The Lions general manager hails from the best organization in the NFL, and he wasn’t interested in 9-7 seasons any more. A look at the factors that led to his biggest decision as a GM yet.
ALLEN PARK — Bob Quinn hails from the New England Patriots, a place of division titles and playoff runs, of Super Bowls and dynasties. His hire as Detroit Lions general manager in 2016 represented a reach toward a higher standard, one the Lions haven’t experienced in many fans’ lifetimes.
Quinn made the biggest decision of his Lions tenure Monday when he fired head coach Jim Caldwell. When it came down to it, the Lions’ winningest coach in the Super Bowl era wasn’t nearly good enough.
And Quinn wants to make that clear.
«We didn’t beat the really good teams,» Quinn said after the very first question of Monday’s press conference. «Our record was above average. We’re 9-7 the last two years, but our record against the better teams in the league has not been that good.»
The Lions have beaten one playoff team in the two seasons since Quinn arrived. That was the 14-7 win over the Minnesota Vikings in Week 4 this season. It was an impressive road victory over a future division champion, but it was also aided by a Dalvin Cook injury on a play where he fumbled to set up a Lions touchdown.
Since last season started, the Lions are 1-12 against teams that made the playoffs and 17-3 against teams that missed. It’s a jarring number for a 41-year-old general manager whose 16 years in New England featured 13 division titles, 22 playoff wins and four Super Bowl victories.
Quinn said he reached the conclusion to move on from Caldwell on Sunday night, after the season concluded with Detroit’s 35-11 win over a hobbled Green Bay team to finish 9-7. He’d thought about it plenty before then, to the point of compiling hours of background work on candidates around the league. That’s how, within hours of the coaching change, the Lions had reportedly requested interviews with five coaches from other NFL teams.
Certain moments stuck with him, ones where the Lions didn’t appear like a playoff team. He found disappointment in games such as the blowout loss to the Ravens and dropping a game to the lowly Bengals while needing a win to stay in playoff contention.
He saw an offensive line he pumped high draft picks, large amounts of salary cap and trade assets into struggle to run the ball or protect the quarterback. He acknowledged that injuries played a part, but his first move upon firing Caldwell was to inform offensive line coach Ron Prince that he was no longer under contract either.
He said he wears the 9-7 records from the past two seasons as his own mark. He wished he’d added more players on defense to guard against injuries. But he also said the roster he compiled was better than to finish one game above.500 each time.
The conclusion he came to was to fire a coach who went 36-28 with two playoff appearances in four years. That’s a coach who came to a team mired in discipline issues, a franchise that had reached the postseason once in 13 years prior and took it to the point where 9-7 was a disappointment.
It was a solid run that left Quinn and many on the outside with a feeling of emptiness in the end.

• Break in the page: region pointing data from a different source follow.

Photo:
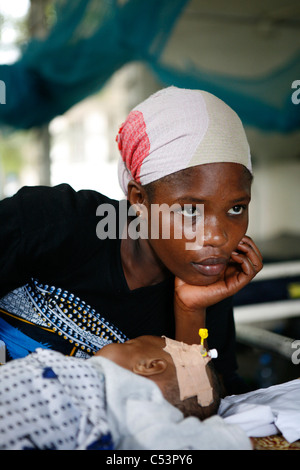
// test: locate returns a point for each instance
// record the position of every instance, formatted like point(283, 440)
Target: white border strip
point(267, 311)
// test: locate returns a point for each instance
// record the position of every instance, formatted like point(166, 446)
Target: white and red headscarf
point(175, 129)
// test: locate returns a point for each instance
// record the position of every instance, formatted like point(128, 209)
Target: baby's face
point(128, 353)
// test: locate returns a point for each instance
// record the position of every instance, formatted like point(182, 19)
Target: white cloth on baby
point(266, 411)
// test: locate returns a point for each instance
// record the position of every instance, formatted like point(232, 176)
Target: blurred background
point(71, 71)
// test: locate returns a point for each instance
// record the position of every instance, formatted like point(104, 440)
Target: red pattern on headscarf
point(134, 143)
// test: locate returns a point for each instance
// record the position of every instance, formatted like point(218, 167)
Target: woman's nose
point(214, 233)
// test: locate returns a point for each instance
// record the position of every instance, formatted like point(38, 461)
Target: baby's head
point(154, 358)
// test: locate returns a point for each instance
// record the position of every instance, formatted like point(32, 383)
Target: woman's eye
point(237, 210)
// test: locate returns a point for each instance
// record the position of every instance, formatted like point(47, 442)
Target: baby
point(50, 401)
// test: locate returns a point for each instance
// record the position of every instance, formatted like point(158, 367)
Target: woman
point(68, 285)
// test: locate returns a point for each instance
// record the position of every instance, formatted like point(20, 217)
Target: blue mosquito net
point(91, 39)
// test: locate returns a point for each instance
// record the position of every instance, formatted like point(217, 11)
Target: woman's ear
point(135, 193)
point(150, 367)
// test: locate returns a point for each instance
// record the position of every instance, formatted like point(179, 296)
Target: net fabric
point(91, 39)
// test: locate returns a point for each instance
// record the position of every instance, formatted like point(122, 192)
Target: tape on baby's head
point(191, 371)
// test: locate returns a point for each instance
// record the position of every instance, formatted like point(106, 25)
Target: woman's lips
point(211, 266)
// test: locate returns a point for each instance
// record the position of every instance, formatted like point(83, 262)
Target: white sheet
point(266, 411)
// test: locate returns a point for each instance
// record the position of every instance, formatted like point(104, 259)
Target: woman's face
point(224, 190)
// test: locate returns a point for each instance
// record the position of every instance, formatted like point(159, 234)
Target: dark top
point(62, 287)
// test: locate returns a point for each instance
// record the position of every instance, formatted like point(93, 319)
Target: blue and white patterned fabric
point(49, 401)
point(80, 330)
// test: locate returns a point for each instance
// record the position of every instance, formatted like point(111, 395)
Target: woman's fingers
point(244, 246)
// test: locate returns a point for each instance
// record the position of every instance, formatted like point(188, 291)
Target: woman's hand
point(242, 268)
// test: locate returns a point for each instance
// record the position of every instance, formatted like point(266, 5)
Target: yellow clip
point(203, 333)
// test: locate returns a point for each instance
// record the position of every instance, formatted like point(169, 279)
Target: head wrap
point(175, 129)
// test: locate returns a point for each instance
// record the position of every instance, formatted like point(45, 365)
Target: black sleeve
point(44, 230)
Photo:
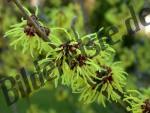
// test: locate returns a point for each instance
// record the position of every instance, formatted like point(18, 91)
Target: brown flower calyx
point(146, 106)
point(31, 31)
point(68, 48)
point(80, 60)
point(106, 76)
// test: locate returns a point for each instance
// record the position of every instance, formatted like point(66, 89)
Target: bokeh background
point(132, 50)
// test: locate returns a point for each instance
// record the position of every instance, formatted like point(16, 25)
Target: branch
point(36, 26)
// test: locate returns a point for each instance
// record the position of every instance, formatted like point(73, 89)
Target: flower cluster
point(86, 66)
point(138, 102)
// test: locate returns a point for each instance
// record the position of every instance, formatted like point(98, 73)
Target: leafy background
point(133, 51)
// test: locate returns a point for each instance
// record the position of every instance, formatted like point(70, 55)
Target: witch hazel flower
point(109, 82)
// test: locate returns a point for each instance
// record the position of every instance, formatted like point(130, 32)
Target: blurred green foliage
point(133, 51)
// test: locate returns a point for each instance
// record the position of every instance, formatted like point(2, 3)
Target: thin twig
point(36, 26)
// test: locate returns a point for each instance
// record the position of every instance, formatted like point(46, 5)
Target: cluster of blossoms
point(95, 76)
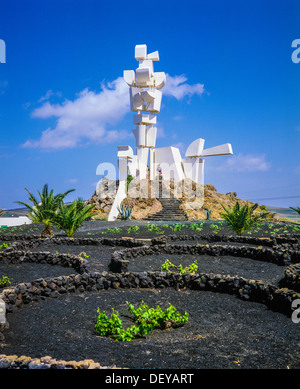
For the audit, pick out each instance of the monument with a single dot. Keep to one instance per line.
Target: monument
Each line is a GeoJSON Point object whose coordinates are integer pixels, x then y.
{"type": "Point", "coordinates": [148, 162]}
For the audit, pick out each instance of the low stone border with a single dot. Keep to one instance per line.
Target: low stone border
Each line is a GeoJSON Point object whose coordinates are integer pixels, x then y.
{"type": "Point", "coordinates": [31, 242]}
{"type": "Point", "coordinates": [47, 362]}
{"type": "Point", "coordinates": [245, 289]}
{"type": "Point", "coordinates": [79, 264]}
{"type": "Point", "coordinates": [281, 256]}
{"type": "Point", "coordinates": [264, 241]}
{"type": "Point", "coordinates": [292, 276]}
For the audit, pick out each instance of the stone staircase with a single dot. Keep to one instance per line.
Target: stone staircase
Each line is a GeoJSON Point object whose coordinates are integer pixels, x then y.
{"type": "Point", "coordinates": [169, 212]}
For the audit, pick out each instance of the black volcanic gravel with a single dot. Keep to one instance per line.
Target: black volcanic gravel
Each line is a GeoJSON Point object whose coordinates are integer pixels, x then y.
{"type": "Point", "coordinates": [222, 332]}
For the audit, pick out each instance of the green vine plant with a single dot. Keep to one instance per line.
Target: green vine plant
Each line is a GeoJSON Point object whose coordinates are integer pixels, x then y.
{"type": "Point", "coordinates": [192, 268]}
{"type": "Point", "coordinates": [5, 245]}
{"type": "Point", "coordinates": [4, 281]}
{"type": "Point", "coordinates": [146, 319]}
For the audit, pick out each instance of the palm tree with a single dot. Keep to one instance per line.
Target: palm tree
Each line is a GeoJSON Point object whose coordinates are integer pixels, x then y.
{"type": "Point", "coordinates": [70, 217]}
{"type": "Point", "coordinates": [242, 218]}
{"type": "Point", "coordinates": [43, 210]}
{"type": "Point", "coordinates": [297, 209]}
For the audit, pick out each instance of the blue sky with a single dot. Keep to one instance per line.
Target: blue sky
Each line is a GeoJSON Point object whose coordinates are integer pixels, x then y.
{"type": "Point", "coordinates": [64, 107]}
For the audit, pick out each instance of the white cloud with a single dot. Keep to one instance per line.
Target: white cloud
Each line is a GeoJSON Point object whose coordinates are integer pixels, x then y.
{"type": "Point", "coordinates": [246, 163]}
{"type": "Point", "coordinates": [177, 87]}
{"type": "Point", "coordinates": [86, 118]}
{"type": "Point", "coordinates": [48, 94]}
{"type": "Point", "coordinates": [72, 181]}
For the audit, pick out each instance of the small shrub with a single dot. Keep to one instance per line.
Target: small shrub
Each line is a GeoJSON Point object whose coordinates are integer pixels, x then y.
{"type": "Point", "coordinates": [5, 245]}
{"type": "Point", "coordinates": [134, 229]}
{"type": "Point", "coordinates": [192, 268]}
{"type": "Point", "coordinates": [146, 319]}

Even Caldwell had a hard time summarizing what it meant Sunday night.
«I just think there’s some things that got done,» Caldwell said.

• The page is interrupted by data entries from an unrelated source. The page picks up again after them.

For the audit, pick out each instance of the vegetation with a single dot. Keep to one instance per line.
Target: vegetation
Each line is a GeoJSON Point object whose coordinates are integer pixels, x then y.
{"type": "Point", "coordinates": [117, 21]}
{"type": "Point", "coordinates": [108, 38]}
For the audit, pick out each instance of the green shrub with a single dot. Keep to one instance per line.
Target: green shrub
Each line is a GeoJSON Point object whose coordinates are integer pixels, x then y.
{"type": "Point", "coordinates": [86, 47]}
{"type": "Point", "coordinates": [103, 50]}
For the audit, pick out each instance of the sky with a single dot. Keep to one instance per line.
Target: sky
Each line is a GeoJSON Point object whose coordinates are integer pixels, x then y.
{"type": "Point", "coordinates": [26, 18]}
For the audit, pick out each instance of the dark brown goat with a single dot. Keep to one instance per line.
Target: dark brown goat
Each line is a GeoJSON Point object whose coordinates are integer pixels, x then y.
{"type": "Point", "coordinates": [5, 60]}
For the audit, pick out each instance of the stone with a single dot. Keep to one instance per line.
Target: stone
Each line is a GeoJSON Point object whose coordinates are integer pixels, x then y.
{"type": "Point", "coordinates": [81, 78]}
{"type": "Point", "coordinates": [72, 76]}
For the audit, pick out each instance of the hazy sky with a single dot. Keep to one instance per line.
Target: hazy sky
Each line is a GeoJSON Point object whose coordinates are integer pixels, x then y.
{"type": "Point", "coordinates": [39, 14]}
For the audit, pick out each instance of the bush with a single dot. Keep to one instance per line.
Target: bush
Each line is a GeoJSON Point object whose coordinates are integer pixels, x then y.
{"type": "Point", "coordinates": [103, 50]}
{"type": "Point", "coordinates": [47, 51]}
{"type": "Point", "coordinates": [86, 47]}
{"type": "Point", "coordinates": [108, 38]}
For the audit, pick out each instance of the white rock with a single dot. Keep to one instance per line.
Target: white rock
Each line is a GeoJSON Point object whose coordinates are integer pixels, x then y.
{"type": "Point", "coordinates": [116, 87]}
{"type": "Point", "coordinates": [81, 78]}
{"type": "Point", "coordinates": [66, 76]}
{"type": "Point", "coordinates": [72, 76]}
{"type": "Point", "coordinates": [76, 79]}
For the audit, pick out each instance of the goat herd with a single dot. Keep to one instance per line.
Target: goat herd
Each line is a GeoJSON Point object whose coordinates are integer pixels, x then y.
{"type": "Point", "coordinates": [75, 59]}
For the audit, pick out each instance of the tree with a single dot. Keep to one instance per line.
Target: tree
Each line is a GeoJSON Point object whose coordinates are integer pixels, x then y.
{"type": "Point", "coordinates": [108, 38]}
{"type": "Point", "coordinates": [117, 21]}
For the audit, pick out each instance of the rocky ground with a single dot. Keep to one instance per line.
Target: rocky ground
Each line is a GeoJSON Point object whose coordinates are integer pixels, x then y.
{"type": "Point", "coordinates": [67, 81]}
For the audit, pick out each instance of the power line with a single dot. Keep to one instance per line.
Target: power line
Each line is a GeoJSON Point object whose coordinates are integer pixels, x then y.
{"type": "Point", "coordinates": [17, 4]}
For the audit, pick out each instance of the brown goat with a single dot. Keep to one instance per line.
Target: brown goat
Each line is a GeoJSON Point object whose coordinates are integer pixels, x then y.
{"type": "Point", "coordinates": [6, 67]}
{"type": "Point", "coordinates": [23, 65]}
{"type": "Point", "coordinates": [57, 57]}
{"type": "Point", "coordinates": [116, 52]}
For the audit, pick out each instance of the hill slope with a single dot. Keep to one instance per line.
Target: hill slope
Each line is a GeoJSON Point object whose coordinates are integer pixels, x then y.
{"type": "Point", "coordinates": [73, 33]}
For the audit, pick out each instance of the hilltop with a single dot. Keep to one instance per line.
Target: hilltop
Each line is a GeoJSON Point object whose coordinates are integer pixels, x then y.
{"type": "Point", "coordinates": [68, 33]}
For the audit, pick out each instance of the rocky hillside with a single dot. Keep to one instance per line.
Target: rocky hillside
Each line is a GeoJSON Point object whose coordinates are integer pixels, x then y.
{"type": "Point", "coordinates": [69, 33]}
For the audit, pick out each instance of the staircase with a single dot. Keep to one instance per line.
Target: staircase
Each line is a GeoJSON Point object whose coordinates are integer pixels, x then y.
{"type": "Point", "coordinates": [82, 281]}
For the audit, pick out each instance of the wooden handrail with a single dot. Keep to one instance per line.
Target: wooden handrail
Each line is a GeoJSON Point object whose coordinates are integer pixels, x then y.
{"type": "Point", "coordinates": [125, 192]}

Quinn’s expectations are higher than the product he’s seen. He has a franchise quarterback in Matthew Stafford with skill players he trusts, and he created a window of contention by signing that quarterback to the richest contract in NFL history last summer. He wants to sell those factors to coaches of a passing league in hopes of finding one who can break beyond the threshold of wildcard playoff appearances and first-round exits.

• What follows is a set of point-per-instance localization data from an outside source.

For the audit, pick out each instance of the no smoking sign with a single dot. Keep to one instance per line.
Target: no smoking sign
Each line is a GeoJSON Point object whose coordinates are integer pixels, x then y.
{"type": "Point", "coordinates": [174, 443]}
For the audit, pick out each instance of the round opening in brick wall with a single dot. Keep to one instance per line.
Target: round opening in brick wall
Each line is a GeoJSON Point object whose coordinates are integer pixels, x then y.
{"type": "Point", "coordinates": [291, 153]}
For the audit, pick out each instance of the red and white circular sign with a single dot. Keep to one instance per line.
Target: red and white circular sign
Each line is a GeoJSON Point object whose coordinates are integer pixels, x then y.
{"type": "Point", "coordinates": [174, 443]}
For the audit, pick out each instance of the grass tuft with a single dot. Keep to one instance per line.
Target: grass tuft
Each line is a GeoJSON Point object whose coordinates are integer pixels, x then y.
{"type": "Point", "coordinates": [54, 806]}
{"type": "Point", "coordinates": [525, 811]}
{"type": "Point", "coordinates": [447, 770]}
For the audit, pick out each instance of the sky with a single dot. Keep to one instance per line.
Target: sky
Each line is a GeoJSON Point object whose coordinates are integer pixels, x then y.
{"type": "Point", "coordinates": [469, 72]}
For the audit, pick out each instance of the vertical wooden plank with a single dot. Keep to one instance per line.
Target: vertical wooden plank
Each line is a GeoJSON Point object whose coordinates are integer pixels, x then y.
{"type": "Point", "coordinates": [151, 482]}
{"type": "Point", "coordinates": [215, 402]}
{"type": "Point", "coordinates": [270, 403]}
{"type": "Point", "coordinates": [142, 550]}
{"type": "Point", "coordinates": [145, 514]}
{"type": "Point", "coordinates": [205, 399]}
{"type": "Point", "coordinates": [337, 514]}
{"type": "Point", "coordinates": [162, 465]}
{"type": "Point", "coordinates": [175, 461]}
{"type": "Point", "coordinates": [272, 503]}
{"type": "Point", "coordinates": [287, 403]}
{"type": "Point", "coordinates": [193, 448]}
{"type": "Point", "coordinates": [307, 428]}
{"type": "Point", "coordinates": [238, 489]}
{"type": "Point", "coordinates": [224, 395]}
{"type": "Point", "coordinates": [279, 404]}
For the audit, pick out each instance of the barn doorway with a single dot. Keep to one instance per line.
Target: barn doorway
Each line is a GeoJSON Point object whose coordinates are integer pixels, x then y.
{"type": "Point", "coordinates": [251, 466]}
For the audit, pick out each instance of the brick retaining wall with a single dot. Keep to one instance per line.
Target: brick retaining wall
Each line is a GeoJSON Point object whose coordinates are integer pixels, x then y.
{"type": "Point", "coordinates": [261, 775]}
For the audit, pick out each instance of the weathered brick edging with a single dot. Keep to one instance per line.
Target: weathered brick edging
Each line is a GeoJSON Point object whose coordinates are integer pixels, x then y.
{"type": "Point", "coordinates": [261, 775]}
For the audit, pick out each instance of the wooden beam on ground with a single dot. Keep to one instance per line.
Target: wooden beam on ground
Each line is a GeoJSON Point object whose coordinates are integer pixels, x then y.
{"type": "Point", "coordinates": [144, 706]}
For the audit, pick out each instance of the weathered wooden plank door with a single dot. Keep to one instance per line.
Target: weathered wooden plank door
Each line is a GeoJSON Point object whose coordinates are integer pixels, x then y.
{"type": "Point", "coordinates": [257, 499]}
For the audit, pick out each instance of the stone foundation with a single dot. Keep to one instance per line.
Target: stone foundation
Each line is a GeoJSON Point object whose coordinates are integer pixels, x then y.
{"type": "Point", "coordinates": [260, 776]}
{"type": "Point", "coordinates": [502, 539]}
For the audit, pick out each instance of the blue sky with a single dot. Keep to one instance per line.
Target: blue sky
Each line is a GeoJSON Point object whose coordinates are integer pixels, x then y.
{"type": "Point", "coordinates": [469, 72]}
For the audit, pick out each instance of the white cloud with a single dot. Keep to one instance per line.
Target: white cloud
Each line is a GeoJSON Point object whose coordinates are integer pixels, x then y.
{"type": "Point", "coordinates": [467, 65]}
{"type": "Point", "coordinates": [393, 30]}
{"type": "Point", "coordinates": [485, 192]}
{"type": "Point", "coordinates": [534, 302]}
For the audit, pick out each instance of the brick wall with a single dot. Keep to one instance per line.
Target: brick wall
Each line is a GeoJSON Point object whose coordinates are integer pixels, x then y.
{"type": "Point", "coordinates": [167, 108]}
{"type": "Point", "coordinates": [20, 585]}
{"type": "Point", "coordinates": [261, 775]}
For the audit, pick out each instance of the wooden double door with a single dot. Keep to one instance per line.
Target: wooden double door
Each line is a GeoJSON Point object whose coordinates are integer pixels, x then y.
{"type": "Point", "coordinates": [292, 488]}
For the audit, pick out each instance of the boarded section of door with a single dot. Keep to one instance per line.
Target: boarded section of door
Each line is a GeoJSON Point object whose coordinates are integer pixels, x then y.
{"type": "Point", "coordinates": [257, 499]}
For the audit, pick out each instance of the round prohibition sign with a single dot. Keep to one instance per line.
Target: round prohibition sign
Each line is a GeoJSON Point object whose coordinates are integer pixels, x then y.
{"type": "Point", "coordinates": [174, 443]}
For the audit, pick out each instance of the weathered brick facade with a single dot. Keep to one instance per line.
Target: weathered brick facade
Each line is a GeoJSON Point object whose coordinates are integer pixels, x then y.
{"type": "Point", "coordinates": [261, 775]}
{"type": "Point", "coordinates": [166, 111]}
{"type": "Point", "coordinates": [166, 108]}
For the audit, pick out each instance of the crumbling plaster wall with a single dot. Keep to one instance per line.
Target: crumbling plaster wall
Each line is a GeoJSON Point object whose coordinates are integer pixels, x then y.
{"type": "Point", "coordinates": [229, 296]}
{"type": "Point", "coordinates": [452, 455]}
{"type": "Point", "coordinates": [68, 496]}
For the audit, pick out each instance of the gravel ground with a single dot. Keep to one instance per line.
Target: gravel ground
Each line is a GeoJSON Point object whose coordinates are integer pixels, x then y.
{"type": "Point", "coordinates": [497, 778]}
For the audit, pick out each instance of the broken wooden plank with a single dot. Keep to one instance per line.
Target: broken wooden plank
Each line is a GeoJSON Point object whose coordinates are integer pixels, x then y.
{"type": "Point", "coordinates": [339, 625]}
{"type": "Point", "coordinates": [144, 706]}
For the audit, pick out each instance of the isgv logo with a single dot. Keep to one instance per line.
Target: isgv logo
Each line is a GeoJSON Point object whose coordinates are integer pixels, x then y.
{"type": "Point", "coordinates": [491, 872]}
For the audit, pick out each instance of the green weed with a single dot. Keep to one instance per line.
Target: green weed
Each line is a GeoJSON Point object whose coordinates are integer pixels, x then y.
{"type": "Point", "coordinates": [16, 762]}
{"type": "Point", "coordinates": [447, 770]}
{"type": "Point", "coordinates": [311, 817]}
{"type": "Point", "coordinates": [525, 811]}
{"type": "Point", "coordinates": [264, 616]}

He knows he’ll have to beat out other openings, to appear more stable and attractive than the next team looking for a head coach. He needs to find a coach better than the moderately successful one he fired.
He knows the risk at play. It’s the only way of NFL life he knew before he arrived.
Now, he wants it to be a part of Detroit’s culture, too.
«There’s risk in everything I do,» Quinn said. «Every day.»